Believing that the time had finally come, Neil Armstrong agreed to be interviewed (multiple times) by the author, and together with access to other NASA personnel, original documents, and the work of previous historians, this authorized biography came into being. It is darn near a work of art.
Tracing Armstrong’s roots all the way from medieval Scotland to rural Ohio, we learn about the semi-solitary nature of young Neil, who generally preferred to keep company with books rather than playmates. Not surprisingly, he was attracted to aviation as a teenager and loved mathematics. He was too young to enlist in the military for World War II, but the GI Bill from that conflict enabled him to go to college and eventually set him on the path to become a test pilot and, subsequently, an astronaut.

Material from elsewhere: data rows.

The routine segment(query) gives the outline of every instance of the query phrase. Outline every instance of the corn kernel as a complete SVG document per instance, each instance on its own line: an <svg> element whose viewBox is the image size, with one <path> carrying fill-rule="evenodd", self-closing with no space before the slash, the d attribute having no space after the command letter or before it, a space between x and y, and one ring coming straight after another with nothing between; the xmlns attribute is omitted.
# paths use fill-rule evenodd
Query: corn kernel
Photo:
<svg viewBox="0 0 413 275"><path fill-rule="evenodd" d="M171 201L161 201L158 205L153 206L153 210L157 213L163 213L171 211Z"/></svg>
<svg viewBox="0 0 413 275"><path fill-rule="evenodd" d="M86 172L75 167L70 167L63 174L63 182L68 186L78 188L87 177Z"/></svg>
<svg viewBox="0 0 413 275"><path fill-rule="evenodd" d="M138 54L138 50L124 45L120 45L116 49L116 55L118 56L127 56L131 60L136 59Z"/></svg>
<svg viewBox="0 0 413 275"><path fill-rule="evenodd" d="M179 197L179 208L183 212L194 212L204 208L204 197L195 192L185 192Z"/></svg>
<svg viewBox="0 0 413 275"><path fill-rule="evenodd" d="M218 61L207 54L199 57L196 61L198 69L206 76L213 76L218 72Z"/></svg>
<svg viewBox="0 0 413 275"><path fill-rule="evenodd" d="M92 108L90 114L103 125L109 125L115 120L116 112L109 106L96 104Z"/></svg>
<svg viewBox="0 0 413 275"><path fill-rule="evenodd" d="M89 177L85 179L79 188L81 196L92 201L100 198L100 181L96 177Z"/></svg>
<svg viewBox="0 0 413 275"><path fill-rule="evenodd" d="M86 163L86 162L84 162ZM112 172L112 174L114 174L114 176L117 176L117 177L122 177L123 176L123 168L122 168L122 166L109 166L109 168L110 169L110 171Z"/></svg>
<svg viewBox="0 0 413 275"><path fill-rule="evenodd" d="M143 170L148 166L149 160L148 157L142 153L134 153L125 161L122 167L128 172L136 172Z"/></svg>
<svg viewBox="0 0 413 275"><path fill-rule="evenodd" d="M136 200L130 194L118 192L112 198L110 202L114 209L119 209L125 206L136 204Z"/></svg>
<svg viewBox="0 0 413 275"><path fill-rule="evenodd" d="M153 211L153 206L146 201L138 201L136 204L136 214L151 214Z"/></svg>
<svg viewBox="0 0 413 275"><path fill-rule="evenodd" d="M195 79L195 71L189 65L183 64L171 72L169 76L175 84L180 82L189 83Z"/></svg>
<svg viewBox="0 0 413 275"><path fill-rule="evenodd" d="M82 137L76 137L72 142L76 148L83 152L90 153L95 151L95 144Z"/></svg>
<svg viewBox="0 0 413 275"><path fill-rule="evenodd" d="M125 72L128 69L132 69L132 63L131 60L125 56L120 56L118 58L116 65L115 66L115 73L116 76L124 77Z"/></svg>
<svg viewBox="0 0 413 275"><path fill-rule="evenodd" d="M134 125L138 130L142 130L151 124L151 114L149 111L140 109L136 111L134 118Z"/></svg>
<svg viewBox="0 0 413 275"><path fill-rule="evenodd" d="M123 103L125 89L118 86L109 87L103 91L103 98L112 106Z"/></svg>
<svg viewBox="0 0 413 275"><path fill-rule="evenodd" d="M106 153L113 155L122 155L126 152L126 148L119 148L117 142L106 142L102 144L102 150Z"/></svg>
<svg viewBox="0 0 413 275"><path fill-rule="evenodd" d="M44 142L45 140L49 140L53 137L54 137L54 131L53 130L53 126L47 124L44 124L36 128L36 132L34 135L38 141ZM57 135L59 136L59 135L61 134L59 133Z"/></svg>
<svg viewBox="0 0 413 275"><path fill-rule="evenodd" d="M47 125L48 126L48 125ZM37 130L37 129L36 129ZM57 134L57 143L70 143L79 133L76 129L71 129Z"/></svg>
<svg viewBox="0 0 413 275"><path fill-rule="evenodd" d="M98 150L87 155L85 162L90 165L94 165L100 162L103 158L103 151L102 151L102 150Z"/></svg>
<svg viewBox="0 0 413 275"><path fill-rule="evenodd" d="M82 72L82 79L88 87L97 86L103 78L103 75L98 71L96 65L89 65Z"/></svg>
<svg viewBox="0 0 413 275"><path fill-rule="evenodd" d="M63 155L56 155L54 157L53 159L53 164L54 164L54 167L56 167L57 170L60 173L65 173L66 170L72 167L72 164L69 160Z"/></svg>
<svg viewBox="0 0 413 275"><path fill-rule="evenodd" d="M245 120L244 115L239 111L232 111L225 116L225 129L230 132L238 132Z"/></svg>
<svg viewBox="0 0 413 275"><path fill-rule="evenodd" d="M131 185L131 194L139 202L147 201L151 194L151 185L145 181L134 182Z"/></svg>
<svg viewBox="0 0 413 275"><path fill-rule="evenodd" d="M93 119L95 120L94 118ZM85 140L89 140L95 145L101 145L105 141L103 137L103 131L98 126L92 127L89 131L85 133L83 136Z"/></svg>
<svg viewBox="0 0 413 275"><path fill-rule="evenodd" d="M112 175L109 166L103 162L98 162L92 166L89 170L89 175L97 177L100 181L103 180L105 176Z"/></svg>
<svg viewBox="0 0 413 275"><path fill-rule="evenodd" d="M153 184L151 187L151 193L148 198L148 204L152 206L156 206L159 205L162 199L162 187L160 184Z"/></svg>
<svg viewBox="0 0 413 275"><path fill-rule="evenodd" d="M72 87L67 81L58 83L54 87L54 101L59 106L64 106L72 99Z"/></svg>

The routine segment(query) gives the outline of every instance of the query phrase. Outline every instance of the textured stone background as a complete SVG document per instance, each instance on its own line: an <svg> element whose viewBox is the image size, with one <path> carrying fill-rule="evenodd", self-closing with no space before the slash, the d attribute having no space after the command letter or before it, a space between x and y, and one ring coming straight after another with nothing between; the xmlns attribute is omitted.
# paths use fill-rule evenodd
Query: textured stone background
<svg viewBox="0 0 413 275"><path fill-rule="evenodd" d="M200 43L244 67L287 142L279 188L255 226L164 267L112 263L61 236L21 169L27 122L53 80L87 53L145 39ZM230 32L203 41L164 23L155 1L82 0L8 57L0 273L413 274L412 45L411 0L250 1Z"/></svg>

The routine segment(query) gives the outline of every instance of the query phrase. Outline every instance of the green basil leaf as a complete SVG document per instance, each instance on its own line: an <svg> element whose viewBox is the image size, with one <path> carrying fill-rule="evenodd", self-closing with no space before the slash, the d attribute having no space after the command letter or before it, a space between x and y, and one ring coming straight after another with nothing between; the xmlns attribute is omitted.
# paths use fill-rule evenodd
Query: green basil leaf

He was directly involved in the Gemini and Apollo programs, and the sections detailing that era are absolutely riveting. There is a lot of necessary technological verbiage to wade through, but the author does quite a good job of making it as painless as possible. The true gold here lies within the interpersonal relationships between the astronauts, their leaders, and their families. For the first time, these men and women are portrayed as human beings, not heroes, which is exactly how it should be. The reader feels as if he is actually coming to know these individuals and understand their motivations and their sacrifices.
Not surprisingly, the post-NASA portion of Armstrong’s life is concentrated into a short portion, but it does not disappoint. The topic of his separation from celebrity is approached from numerous angles (not all of them apologetically), and the reader is left with an honest understanding of the man’s choices. Over the course of the 648 pages, we get to know a person who has had the fortune to do great things and has done his best to maintain his sanity and his integrity afterwards.
Rated: Moderate. There are no uses of strong profanity, but there are just over forty uses of standard swear words, and about a dozen vain uses of the Lord’s name. No intimate descriptions at all.